6.2 Introducing Kevin O’hara’s Trigger handler framework

In our last post, we have introduced the benefit of having a TriggerHandler framework. In this post, we are gonna introduce Kevin O’hara’s framework.

This framework is which I have been currently use in my various projects. I highly recommend this framework to everyone. It’s lightweight and open source. It has all those cool features a good TriggerHandler can offer.

The Github page is here.

Usage

To create a trigger handler, you simply need to create a class that inherits from TriggerHandler.cls. Here is an example for creating an Opportunity trigger handler.

public class OpportunityTriggerHandler extends TriggerHandler {

In your trigger handler, to add logic to any of the trigger contexts, you only need to override them in your trigger handler. Here is how we would add logic to a beforeUpdate trigger.

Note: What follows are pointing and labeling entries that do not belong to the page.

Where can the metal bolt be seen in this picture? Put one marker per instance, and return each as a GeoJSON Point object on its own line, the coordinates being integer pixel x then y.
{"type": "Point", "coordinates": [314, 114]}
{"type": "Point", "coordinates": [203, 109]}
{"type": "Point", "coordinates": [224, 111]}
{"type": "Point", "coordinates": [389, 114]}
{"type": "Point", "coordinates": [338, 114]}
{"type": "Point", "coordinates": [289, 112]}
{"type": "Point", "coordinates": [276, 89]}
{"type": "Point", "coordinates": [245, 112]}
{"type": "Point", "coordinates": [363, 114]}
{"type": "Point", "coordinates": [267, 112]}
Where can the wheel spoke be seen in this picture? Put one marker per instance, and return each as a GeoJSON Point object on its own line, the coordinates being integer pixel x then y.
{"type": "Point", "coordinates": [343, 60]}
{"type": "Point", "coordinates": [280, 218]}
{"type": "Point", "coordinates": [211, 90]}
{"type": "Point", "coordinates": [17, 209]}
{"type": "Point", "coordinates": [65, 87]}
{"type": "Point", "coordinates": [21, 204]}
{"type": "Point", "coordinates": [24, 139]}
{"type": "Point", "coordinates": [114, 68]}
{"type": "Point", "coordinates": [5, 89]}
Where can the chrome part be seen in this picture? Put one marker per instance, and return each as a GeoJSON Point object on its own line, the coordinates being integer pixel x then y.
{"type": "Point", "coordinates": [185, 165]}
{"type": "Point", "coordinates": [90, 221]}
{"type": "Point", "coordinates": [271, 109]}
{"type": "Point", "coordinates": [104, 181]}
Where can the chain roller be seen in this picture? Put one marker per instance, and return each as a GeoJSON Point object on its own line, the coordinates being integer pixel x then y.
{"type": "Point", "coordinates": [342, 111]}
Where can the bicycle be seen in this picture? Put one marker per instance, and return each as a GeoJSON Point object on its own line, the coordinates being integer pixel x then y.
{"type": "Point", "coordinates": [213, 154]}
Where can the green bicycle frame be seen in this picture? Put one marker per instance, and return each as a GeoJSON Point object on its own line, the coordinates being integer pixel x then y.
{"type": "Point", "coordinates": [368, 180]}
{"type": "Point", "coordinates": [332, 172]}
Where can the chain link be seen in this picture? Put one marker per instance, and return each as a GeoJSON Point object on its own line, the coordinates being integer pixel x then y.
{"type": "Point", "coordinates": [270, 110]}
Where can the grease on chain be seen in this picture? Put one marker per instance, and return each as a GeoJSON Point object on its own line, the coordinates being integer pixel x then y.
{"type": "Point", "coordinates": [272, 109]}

public class OpportunityTriggerHandler extends TriggerHandler {
  
  public override void beforeUpdate() {
    for(Opportunity o : (List<Opportunity>) Trigger.new) {
      // do something
    }
  }

  // add overrides for other contexts

}

Note: When referencing the Trigger statics within a class, SObjects are returned versus SObject subclasses like Opportunity, Account, etc. This means that you must cast when you reference them in your trigger handler. You could do this in your constructor if you wanted.

public class OpportunityTriggerHandler extends TriggerHandler {

  private Map<Id, Opportunity> newOppMap;

  public OpportunityTriggerHandler() {
    this.newOppMap = (Map<Id, Opportunity>) Trigger.newMap;
  }
  
  public override void afterUpdate() {
    //
  }

}

To use the trigger handler, you only need to construct an instance of your trigger handler within the trigger handler itself and call the run() method. Here is an example of the Opportunity trigger.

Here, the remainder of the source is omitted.